To be clear: landlords have the right to charge market rent. That's how property works, and we're not about to argue otherwise. But let's also be honest about what's happening here. San Francisco's regulatory environment — sky-high property taxes, byzantine permitting, an unstable commercial landscape — creates enormous pressure on property owners, who then pass that pressure downstream to tenants like El Faro. The city has spent decades making it harder and more expensive to own and operate property, and then acts surprised when legacy businesses get squeezed out.

Meanwhile, City Hall loves announcing grant programs and "legacy business" registries that amount to little more than a plaque and a press release. El Faro was, in fact, on the Legacy Business Registry. Fat lot of good that did.

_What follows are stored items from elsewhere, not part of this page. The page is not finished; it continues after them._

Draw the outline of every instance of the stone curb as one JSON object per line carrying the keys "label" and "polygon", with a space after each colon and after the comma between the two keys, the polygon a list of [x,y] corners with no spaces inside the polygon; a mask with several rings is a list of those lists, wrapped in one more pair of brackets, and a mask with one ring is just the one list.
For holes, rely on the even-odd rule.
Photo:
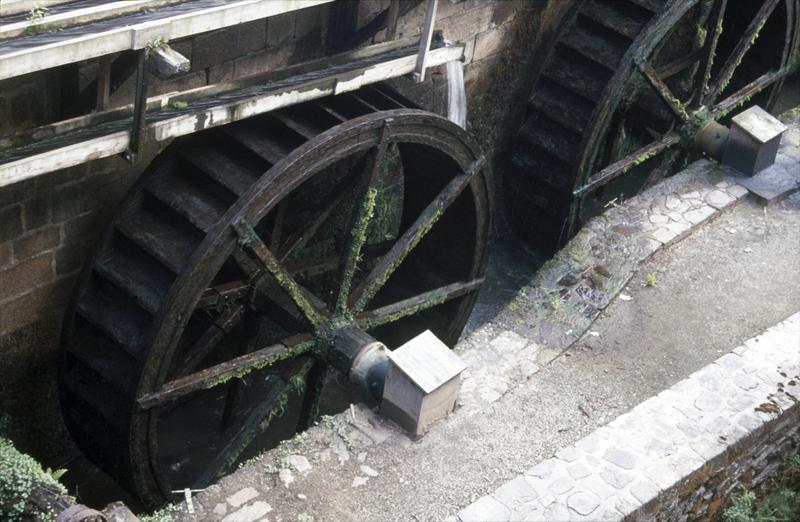
{"label": "stone curb", "polygon": [[[800,313],[481,497],[457,519],[559,522],[658,515],[678,520],[691,507],[697,510],[691,517],[706,514],[703,506],[724,500],[736,483],[728,480],[728,491],[701,487],[706,477],[696,474],[708,461],[733,448],[742,452],[737,444],[763,431],[782,438],[800,435],[791,422],[800,413],[798,339]],[[788,420],[782,433],[774,426],[781,419]],[[763,448],[755,449],[765,460]],[[760,471],[764,480],[768,470]],[[671,491],[679,485],[688,487],[681,494]],[[669,515],[658,501],[667,492],[676,504]]]}

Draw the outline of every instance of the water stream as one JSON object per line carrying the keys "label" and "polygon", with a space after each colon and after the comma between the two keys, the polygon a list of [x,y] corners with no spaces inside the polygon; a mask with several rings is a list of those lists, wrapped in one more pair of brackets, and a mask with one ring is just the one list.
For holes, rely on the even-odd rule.
{"label": "water stream", "polygon": [[447,119],[467,128],[467,93],[464,89],[464,64],[447,62]]}

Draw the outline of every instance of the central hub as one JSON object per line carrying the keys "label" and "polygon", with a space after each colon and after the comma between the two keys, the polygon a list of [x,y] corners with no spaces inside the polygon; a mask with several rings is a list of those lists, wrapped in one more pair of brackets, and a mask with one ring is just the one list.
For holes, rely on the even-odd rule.
{"label": "central hub", "polygon": [[681,127],[685,142],[707,156],[720,160],[728,141],[728,128],[714,121],[708,107],[700,107]]}
{"label": "central hub", "polygon": [[320,327],[328,345],[328,362],[347,375],[364,392],[380,401],[389,350],[347,317],[331,318]]}

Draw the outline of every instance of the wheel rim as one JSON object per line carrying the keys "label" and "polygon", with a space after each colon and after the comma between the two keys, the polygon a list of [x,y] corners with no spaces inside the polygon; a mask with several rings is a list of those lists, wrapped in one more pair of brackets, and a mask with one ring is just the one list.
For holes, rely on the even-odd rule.
{"label": "wheel rim", "polygon": [[769,108],[798,52],[797,5],[579,3],[515,148],[507,195],[517,231],[552,251],[609,202],[676,171],[709,121],[747,100]]}
{"label": "wheel rim", "polygon": [[[333,100],[326,104],[342,103]],[[374,109],[378,104],[367,105]],[[344,109],[333,112],[341,116]],[[296,115],[298,109],[289,112]],[[474,303],[485,262],[488,191],[476,163],[477,149],[463,131],[440,117],[397,109],[345,121],[292,149],[208,229],[171,284],[143,341],[146,355],[128,399],[128,467],[118,464],[116,476],[148,503],[163,501],[172,489],[219,476],[248,449],[264,419],[274,421],[287,409],[296,415],[283,419],[283,426],[260,426],[261,431],[274,428],[273,434],[283,430],[291,435],[298,424],[307,425],[316,398],[301,391],[320,389],[329,363],[325,340],[336,331],[356,326],[395,347],[422,327],[452,344]],[[391,167],[399,167],[399,175]],[[154,172],[158,168],[165,167]],[[400,178],[400,189],[398,180],[383,183],[392,176]],[[154,182],[144,185],[147,191]],[[442,196],[448,190],[452,197]],[[402,212],[380,214],[382,219],[364,228],[375,209],[392,210],[390,201],[397,194]],[[319,213],[305,205],[317,200],[323,209]],[[446,211],[431,220],[425,211],[435,200],[446,203]],[[361,223],[360,228],[353,223]],[[282,232],[276,234],[278,230]],[[391,237],[381,242],[379,236]],[[293,258],[292,246],[297,245]],[[402,247],[409,246],[413,248],[406,254]],[[292,265],[310,259],[311,252],[320,259],[327,256],[322,272]],[[296,284],[281,279],[285,272],[270,264],[276,259],[280,267],[293,267],[288,275]],[[423,272],[431,280],[414,277]],[[351,291],[339,291],[343,287]],[[79,316],[81,299],[86,298],[78,299]],[[224,335],[219,333],[223,330]],[[207,347],[209,339],[213,348]],[[270,347],[274,349],[263,349]],[[254,364],[233,381],[227,380],[231,375],[224,368],[217,372],[224,364],[242,362],[236,357],[243,354],[261,357],[261,367]],[[68,376],[69,370],[67,363],[62,373]],[[197,378],[182,381],[182,375],[209,371],[214,376],[201,375],[199,391],[182,388],[164,396],[165,389],[175,392],[170,386],[176,382],[196,386]],[[288,408],[287,401],[292,403]],[[201,404],[215,406],[202,412]],[[204,428],[203,414],[221,429]],[[181,440],[167,437],[178,424],[186,435]],[[197,427],[187,428],[190,424]],[[80,442],[82,430],[75,431]],[[212,431],[213,437],[208,434]],[[206,455],[199,458],[201,448]],[[187,460],[190,455],[193,462]],[[189,463],[181,466],[183,461]]]}

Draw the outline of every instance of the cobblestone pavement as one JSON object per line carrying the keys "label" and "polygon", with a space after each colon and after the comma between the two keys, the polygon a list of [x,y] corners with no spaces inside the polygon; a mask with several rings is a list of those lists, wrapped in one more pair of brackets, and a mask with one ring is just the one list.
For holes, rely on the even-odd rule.
{"label": "cobblestone pavement", "polygon": [[[782,152],[795,163],[800,159],[797,121]],[[800,255],[800,199],[762,216],[750,201],[735,205],[742,194],[726,174],[695,163],[590,223],[497,318],[459,343],[468,370],[458,408],[422,439],[409,439],[356,405],[199,493],[194,514],[177,505],[178,517],[442,520],[799,310],[800,296],[791,289],[800,273],[790,260]],[[729,233],[729,219],[747,230]],[[758,244],[752,226],[766,230]],[[687,241],[661,249],[689,232]],[[731,248],[734,254],[720,255]],[[691,262],[683,266],[682,259]],[[650,266],[656,262],[667,270],[658,275],[665,282],[639,285],[658,271]],[[677,266],[684,273],[673,273]],[[691,278],[691,292],[681,293],[686,284],[679,276]],[[670,286],[670,278],[678,286]],[[706,294],[724,309],[713,320],[704,316],[714,308]],[[653,296],[670,309],[659,308],[664,302]],[[685,310],[695,317],[675,315]],[[644,331],[651,323],[660,330]],[[592,348],[610,340],[619,344]],[[646,351],[656,345],[657,354]],[[576,476],[585,471],[573,469]],[[567,493],[568,486],[561,481],[553,487],[564,491],[550,494]],[[573,504],[580,512],[591,501],[580,496]]]}
{"label": "cobblestone pavement", "polygon": [[621,520],[798,409],[800,313],[458,513],[461,522]]}

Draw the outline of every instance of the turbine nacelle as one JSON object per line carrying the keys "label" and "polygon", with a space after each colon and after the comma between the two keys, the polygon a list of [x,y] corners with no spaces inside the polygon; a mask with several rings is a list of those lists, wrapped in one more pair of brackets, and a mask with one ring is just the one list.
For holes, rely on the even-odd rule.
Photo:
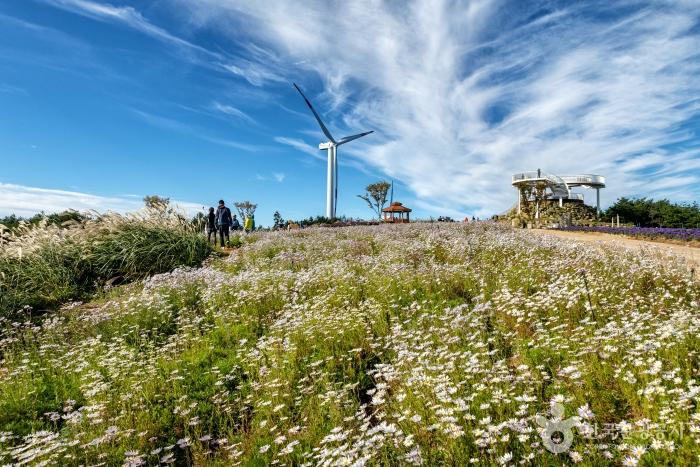
{"label": "turbine nacelle", "polygon": [[321,127],[321,131],[326,136],[326,138],[328,138],[328,141],[319,144],[318,148],[321,150],[325,149],[328,151],[326,217],[333,218],[335,217],[335,208],[336,204],[338,203],[338,159],[336,157],[338,153],[337,147],[342,144],[349,143],[350,141],[354,141],[358,138],[362,138],[363,136],[367,136],[370,133],[374,133],[374,131],[365,131],[364,133],[345,136],[343,138],[340,138],[339,141],[336,141],[335,138],[333,138],[333,135],[331,135],[331,132],[328,131],[328,128],[326,128],[326,125],[323,123],[323,120],[321,120],[320,115],[314,109],[314,106],[311,105],[311,101],[306,98],[303,92],[301,92],[301,88],[299,88],[299,86],[297,86],[296,83],[292,84],[294,85],[296,90],[299,91],[299,94],[301,94],[301,97],[304,99],[304,102],[306,102],[306,105],[309,107],[309,110],[311,110],[311,113],[314,115],[314,118],[318,122],[318,126]]}
{"label": "turbine nacelle", "polygon": [[319,148],[319,149],[328,149],[328,148],[330,148],[331,146],[338,147],[338,146],[340,146],[341,144],[349,143],[349,142],[352,141],[352,140],[355,140],[355,139],[358,139],[358,138],[362,138],[363,136],[367,136],[367,135],[370,134],[370,133],[374,133],[374,130],[365,131],[364,133],[358,133],[358,134],[352,135],[352,136],[344,136],[343,138],[340,138],[340,141],[337,141],[337,142],[336,142],[336,141],[327,141],[327,142],[325,142],[325,143],[319,144],[319,145],[318,145],[318,148]]}

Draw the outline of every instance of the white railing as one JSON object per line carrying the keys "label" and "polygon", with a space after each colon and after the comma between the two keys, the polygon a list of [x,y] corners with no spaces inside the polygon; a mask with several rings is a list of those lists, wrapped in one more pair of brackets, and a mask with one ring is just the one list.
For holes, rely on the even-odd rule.
{"label": "white railing", "polygon": [[519,174],[513,175],[513,182],[519,182],[521,180],[532,180],[532,179],[538,179],[542,178],[542,174],[538,174],[537,172],[522,172]]}
{"label": "white railing", "polygon": [[522,172],[513,175],[512,182],[520,182],[523,180],[548,180],[557,185],[564,185],[565,182],[561,177],[545,172]]}
{"label": "white railing", "polygon": [[562,175],[561,178],[567,185],[605,185],[605,177],[602,175]]}
{"label": "white railing", "polygon": [[552,190],[552,193],[556,197],[563,197],[563,198],[569,197],[569,187],[566,185],[566,182],[564,182],[564,180],[562,180],[560,177],[558,177],[556,175],[544,173],[542,171],[522,172],[522,173],[513,175],[512,180],[513,180],[512,181],[513,185],[520,183],[520,182],[523,182],[523,181],[544,180],[547,182],[547,186],[549,187],[550,190]]}

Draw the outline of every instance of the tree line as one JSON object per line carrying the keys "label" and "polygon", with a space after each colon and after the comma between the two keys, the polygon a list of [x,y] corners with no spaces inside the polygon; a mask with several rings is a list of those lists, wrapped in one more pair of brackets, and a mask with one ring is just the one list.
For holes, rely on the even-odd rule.
{"label": "tree line", "polygon": [[[386,204],[387,191],[389,190],[388,182],[379,182],[367,186],[365,195],[358,195],[365,200],[369,207],[379,216],[381,210]],[[147,196],[144,198],[144,203],[149,208],[163,208],[169,205],[169,199],[157,196]],[[240,204],[240,206],[238,206]],[[241,216],[250,215],[255,212],[255,204],[250,202],[236,203]],[[279,212],[275,213],[275,227],[283,228],[286,226],[286,221],[282,219]],[[700,205],[694,203],[673,203],[667,199],[653,200],[651,198],[619,198],[615,204],[610,206],[602,213],[601,219],[606,222],[617,220],[620,216],[620,222],[625,224],[634,224],[640,227],[677,227],[677,228],[698,228],[700,227]],[[16,215],[10,215],[0,218],[0,224],[6,229],[12,231],[19,227],[20,222],[27,224],[38,224],[43,219],[49,224],[62,225],[69,221],[83,221],[87,218],[83,213],[77,211],[64,211],[55,214],[35,214],[32,217],[22,218]],[[202,222],[203,214],[198,214],[192,219],[193,223]],[[336,221],[347,221],[349,219],[327,219],[322,216],[309,217],[301,222],[304,225],[314,224],[330,224]]]}
{"label": "tree line", "polygon": [[700,227],[700,206],[694,203],[672,203],[667,199],[651,198],[618,199],[603,214],[610,222],[620,216],[620,222],[639,227]]}
{"label": "tree line", "polygon": [[87,217],[88,216],[86,216],[85,214],[71,210],[53,214],[45,214],[44,212],[40,212],[38,214],[34,214],[31,217],[20,217],[16,216],[15,214],[11,214],[9,216],[0,217],[0,224],[5,226],[7,230],[14,231],[17,230],[17,228],[19,228],[20,223],[22,222],[28,225],[36,225],[42,220],[46,219],[46,222],[48,224],[55,224],[61,226],[64,223],[70,221],[82,222],[85,219],[87,219]]}

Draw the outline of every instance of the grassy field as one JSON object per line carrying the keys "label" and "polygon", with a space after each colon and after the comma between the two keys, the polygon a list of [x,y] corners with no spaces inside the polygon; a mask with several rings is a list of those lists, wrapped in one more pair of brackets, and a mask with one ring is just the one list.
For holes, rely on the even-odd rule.
{"label": "grassy field", "polygon": [[0,464],[695,465],[699,302],[669,259],[488,224],[254,234],[0,317]]}

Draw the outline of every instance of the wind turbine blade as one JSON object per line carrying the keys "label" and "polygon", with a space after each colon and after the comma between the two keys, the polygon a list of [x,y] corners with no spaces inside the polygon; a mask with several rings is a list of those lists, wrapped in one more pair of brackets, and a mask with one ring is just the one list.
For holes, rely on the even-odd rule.
{"label": "wind turbine blade", "polygon": [[301,92],[301,89],[299,89],[299,86],[297,86],[296,83],[292,83],[294,87],[299,91],[299,94],[301,94],[301,97],[304,98],[304,101],[306,102],[306,105],[309,106],[309,109],[311,109],[311,112],[314,114],[314,117],[316,117],[316,121],[318,122],[318,125],[321,127],[321,131],[323,131],[323,134],[326,135],[326,138],[331,140],[333,143],[335,143],[335,140],[333,139],[333,136],[331,136],[331,132],[328,131],[328,128],[326,128],[326,125],[323,124],[323,121],[321,121],[321,117],[318,116],[316,113],[316,110],[314,110],[314,106],[311,105],[311,101],[309,101],[306,96],[304,95],[303,92]]}
{"label": "wind turbine blade", "polygon": [[374,133],[374,130],[372,130],[372,131],[365,131],[364,133],[359,133],[359,134],[356,134],[356,135],[345,136],[345,137],[343,137],[343,138],[340,138],[340,141],[338,141],[338,146],[340,146],[341,144],[349,143],[350,141],[352,141],[352,140],[354,140],[354,139],[362,138],[363,136],[367,136],[367,135],[370,134],[370,133]]}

If San Francisco actually wanted to keep institutions like El Faro alive, it would focus on making the city cheaper and easier to do business in — for everyone. Lower the regulatory burden. Streamline permits. Stop treating commercial property owners like ATMs. Instead, we get task forces, studies, and ribbon-cutting photo ops while another 65-year-old taqueria puts a "For Sale" sign in the window.

The Mission loses again. And nobody at City Hall will lose a minute of sleep over it.